Hey there, I'm Tracy Matthews. I'm the Chief Visionary Officer of Flourish and Thrive Academy and I help jewelry makers, designers and brands scale their sales online to create financial freedom for themselves and their families using a little thing I call the desire brand effect. And today I have a very special guest on the show. Larissa Wirstiuk of Joy Joya Jewelry Marketing. She's going to be talking about how to bring the joy back to your jewelry brand and get in front of your marketing. So that's a lot more fun. Before we dive into this episode, if you haven't done so yet, make sure that you subscribe to our channel and hit that notification bell and at the end of the episode. share with me your biggest takeaway. Alright, let's dive in. 

Hey, everyone, I am here with my friend Laryssa Wirstiuk. Laryssa, thank you so much for being on the show today.

Laryssa: Thank you for having me. Tracy. I'm so excited to be here. It's really an honor to be on your podcast.

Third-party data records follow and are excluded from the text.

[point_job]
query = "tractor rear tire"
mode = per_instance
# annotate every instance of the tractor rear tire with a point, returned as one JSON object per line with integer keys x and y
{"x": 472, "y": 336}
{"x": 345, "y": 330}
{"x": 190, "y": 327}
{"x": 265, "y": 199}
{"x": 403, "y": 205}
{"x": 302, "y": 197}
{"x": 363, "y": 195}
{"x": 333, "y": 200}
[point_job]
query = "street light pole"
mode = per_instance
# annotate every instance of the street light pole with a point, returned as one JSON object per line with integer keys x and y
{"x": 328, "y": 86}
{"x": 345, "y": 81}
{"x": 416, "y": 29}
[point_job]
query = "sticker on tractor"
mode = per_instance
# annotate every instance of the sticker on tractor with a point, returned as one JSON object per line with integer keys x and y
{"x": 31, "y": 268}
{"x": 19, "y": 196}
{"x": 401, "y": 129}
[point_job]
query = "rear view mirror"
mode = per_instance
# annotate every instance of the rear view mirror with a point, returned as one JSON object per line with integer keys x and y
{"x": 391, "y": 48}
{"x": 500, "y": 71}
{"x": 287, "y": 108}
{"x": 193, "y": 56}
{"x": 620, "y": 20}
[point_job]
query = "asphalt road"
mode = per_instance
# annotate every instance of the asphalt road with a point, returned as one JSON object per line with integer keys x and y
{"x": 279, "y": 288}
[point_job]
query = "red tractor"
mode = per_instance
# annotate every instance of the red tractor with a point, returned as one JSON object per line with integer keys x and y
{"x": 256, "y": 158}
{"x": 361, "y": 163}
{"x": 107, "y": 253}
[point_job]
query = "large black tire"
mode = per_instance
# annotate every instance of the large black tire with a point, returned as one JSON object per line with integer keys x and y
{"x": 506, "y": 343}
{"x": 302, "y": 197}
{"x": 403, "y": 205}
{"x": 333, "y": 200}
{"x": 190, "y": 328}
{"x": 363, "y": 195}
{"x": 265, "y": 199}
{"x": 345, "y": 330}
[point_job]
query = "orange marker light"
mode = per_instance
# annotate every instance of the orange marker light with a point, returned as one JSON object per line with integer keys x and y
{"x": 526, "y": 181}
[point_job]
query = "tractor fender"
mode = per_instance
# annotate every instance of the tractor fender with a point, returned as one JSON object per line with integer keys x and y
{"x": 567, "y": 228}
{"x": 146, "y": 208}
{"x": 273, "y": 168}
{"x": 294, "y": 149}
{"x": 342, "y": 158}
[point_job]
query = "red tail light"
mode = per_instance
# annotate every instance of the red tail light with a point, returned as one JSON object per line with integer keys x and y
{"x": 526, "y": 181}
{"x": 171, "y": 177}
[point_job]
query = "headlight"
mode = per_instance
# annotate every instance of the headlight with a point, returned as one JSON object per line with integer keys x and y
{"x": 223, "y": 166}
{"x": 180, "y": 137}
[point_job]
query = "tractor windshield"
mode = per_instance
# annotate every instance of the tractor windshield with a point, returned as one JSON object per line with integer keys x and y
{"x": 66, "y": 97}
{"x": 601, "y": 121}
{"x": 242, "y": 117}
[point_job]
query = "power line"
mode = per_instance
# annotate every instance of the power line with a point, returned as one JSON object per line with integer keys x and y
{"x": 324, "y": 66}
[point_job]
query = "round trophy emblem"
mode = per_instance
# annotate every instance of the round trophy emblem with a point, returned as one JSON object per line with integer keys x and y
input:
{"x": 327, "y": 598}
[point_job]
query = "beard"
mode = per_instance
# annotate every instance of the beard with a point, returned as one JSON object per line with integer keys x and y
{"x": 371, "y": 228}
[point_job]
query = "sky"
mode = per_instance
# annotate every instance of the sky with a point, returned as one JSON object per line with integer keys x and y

Tracy: Well, I'm excited because I was on your show on your podcast jewelry. Joy Joya Jewelry Marketing, right is the name of the podcast? Am I getting it? 

Laryssa: Yeah, the Joy Joya Jewelry Marketing Podcast.

Tracy: You have jewelry marketing joy, which is your book, lots of joy and joy.

Laryssa: So a lot of J's I know it can get confusing, and people sometimes call me Joy. And that's not my name, but I get it. I understand why they might call me that, so

Tracy: Where'd that come from? 

Laryssa: Well, the Joy Joya name. So Joya in Spanish means Jewelry. And then I like that that word has joy kind of built into it. And I like to make marketing joyful for people. So I felt like that worked. 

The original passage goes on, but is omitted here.